License:
Apache-2.0
Steward:
Tamazight NLPTask: ASR
Release Date: 4/29/2026
Format: WAV, JSONL
Size: 459.09 MB
Share
This dataset provides a parsed, formatted, and ready-to-use Amazigh Voice Dataset. It contains voice recordings and corresponding text transcripts in Standard Moroccan Amazigh (ⵜⴰⵎⴰⵣⵉⵖⵜ ⵜⴰⵏⴰⵡⴰⵢⵜ ⵜⴰⵎⵓⵔⴰⴽⵓⵛⵜ) intended for training Automatic Speech Recognition (ASR) and Text-to-Speech (TTS) models.
Restrictions/Special Constraints
No restrictions apply as long as the prohibitions listed in the "Forbidden usages" section are respected.
Forbidden Usage
This data should not be used to generate malicious voice clones or deepfakes intended for impersonation, fraud, or harassment.
Ethical Review
The dataset contains the voice recordings of the creator.

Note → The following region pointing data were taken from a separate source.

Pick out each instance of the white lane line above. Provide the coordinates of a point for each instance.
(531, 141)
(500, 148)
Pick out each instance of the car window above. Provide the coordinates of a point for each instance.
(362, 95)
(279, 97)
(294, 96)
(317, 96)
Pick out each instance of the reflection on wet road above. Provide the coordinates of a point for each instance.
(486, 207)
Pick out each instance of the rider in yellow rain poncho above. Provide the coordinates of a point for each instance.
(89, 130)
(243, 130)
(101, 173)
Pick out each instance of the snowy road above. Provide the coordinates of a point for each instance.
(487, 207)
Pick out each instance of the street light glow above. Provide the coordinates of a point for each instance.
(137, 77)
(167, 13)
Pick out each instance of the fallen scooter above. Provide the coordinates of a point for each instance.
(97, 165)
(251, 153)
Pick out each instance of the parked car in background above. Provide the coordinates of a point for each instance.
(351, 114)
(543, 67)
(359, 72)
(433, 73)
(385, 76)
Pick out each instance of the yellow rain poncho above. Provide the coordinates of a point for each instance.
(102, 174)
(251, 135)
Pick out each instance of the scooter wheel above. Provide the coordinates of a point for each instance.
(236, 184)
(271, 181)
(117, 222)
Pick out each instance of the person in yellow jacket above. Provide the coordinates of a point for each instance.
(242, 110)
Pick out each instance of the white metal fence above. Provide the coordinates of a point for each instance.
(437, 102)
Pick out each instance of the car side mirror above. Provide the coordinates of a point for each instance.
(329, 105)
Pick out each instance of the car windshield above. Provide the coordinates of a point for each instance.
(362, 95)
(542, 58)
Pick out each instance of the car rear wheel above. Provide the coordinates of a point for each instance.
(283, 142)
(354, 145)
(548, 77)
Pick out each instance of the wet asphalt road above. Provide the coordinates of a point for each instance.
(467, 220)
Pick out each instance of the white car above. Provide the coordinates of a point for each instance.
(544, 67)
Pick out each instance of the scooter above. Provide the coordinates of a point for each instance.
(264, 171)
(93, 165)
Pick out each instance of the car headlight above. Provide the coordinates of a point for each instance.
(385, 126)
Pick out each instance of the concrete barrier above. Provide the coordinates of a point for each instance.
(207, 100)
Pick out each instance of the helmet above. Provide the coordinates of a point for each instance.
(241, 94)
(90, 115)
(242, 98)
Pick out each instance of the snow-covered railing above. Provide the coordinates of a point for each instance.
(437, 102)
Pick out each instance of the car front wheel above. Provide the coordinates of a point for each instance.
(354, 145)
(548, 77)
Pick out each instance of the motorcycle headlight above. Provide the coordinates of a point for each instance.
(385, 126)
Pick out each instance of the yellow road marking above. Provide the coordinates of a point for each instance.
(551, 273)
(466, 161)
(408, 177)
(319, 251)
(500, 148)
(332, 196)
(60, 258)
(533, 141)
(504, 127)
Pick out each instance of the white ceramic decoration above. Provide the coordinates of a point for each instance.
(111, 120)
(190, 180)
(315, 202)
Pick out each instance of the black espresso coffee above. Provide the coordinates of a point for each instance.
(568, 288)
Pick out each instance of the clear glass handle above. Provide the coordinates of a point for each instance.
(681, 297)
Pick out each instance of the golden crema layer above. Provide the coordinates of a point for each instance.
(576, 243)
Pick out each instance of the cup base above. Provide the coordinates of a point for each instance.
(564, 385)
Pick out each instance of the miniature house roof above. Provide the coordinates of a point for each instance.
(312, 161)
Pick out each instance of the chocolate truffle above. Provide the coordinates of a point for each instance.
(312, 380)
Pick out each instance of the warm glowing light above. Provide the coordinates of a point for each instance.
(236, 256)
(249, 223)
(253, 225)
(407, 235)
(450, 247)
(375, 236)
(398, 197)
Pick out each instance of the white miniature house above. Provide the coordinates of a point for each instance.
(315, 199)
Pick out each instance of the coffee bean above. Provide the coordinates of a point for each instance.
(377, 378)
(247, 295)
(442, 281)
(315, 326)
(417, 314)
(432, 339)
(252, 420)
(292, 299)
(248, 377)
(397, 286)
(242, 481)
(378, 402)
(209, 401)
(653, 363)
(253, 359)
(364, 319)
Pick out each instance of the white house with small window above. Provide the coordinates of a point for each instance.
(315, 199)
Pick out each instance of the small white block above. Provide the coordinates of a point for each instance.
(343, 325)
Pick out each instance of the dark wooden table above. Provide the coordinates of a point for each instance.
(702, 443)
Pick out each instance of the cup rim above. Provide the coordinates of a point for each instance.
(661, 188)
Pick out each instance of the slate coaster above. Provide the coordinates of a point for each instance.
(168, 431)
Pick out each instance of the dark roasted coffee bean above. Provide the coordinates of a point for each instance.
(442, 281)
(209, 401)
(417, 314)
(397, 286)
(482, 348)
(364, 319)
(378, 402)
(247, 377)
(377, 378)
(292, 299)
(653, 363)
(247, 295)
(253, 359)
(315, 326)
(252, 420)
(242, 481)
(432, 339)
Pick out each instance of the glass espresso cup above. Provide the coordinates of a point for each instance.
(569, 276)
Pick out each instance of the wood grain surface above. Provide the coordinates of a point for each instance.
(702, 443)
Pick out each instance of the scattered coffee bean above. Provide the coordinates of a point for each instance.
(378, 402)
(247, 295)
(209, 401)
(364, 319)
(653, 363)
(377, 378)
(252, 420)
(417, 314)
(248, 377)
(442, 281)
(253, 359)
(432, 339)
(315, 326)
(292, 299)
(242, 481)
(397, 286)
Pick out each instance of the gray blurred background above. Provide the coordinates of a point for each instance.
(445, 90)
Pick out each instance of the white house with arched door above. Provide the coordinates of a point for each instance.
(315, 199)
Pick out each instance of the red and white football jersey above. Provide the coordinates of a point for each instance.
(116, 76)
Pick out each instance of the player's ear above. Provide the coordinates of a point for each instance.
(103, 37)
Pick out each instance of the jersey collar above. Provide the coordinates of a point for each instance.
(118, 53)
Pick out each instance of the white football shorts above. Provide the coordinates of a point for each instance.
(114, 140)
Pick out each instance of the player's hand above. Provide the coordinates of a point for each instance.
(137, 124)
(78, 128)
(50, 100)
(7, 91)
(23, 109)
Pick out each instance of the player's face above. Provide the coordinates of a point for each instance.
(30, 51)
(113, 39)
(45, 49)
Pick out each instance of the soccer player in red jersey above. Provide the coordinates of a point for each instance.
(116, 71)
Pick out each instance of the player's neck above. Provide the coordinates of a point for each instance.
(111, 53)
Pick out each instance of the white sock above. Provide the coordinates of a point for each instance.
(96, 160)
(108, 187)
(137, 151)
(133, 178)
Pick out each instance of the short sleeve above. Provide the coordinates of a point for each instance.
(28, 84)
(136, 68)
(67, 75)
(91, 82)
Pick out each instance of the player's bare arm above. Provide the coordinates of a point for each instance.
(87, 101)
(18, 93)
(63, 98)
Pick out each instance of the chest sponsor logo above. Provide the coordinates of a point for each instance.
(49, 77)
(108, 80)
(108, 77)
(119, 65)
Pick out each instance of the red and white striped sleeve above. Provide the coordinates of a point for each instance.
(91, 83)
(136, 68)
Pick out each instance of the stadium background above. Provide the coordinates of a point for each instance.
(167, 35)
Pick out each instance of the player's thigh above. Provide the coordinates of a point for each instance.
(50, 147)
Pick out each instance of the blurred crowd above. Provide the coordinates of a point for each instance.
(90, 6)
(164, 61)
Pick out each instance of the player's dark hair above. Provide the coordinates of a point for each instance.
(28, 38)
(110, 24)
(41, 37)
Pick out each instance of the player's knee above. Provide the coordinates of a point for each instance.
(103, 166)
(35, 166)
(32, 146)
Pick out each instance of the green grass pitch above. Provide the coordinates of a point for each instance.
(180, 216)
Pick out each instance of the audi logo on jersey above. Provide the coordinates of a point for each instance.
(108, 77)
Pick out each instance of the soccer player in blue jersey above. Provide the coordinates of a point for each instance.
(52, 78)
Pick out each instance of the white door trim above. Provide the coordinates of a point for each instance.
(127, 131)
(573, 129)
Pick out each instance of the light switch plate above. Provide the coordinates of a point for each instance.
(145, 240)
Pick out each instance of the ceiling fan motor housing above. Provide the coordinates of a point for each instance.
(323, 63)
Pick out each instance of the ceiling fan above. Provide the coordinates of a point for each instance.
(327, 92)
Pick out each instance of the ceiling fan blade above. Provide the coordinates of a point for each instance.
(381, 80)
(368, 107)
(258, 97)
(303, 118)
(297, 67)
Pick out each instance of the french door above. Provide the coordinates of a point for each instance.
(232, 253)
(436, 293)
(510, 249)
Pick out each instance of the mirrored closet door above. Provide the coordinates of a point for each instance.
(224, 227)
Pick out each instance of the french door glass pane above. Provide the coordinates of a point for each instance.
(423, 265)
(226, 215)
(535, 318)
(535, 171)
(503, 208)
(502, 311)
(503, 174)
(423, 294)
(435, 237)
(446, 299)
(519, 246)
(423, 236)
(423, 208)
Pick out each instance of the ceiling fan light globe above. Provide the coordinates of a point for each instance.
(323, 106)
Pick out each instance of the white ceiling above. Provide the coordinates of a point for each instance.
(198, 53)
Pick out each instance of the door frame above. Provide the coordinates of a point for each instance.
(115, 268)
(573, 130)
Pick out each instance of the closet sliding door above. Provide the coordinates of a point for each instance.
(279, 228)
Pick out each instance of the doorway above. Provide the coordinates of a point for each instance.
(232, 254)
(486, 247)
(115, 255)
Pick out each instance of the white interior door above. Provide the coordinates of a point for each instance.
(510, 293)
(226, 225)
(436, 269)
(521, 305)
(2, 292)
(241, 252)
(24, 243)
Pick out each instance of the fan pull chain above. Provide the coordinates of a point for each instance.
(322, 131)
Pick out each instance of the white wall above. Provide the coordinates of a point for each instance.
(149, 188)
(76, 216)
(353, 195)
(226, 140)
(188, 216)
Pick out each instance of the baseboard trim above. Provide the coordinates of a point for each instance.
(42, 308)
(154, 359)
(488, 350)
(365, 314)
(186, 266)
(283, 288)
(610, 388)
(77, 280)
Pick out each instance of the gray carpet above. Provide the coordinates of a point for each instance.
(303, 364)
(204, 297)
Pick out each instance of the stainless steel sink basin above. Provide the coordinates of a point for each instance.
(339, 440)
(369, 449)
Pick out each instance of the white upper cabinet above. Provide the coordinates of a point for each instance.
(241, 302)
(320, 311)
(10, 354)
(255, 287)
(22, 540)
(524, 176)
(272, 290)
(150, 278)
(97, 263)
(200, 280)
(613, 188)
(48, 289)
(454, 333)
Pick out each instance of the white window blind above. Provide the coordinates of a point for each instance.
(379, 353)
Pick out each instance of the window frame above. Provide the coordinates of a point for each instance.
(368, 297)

No other personally identifiable information (PII) is included in the audio or text.
Intended Use
This dataset is intended for training or fine-tuning Speech-to-Text (STT / ASR) models or Text-to-Speech (TTS) models. This dataset can also be used in linguistic research regarding Amazigh phonetics and speech.
This dataset contains 1,801 samples with the following fields:
audio_filepath: The relative path to the audio file.
text: The string transcript of the audio in the Tifinagh script.
subset: The dataset has two different subsets recorded using different microphones. While 'subset_1' has mono audio, 'subset_2' is stereo.
1,799 files have a sampling rate of 48 kHz. 2 files have a sampling rate of 44.1 kHz.
The raw audio data is stored in the TOSD/clips subdirectory while the metadata and transcripts are stored in the TOSD/metadata.jsonl file.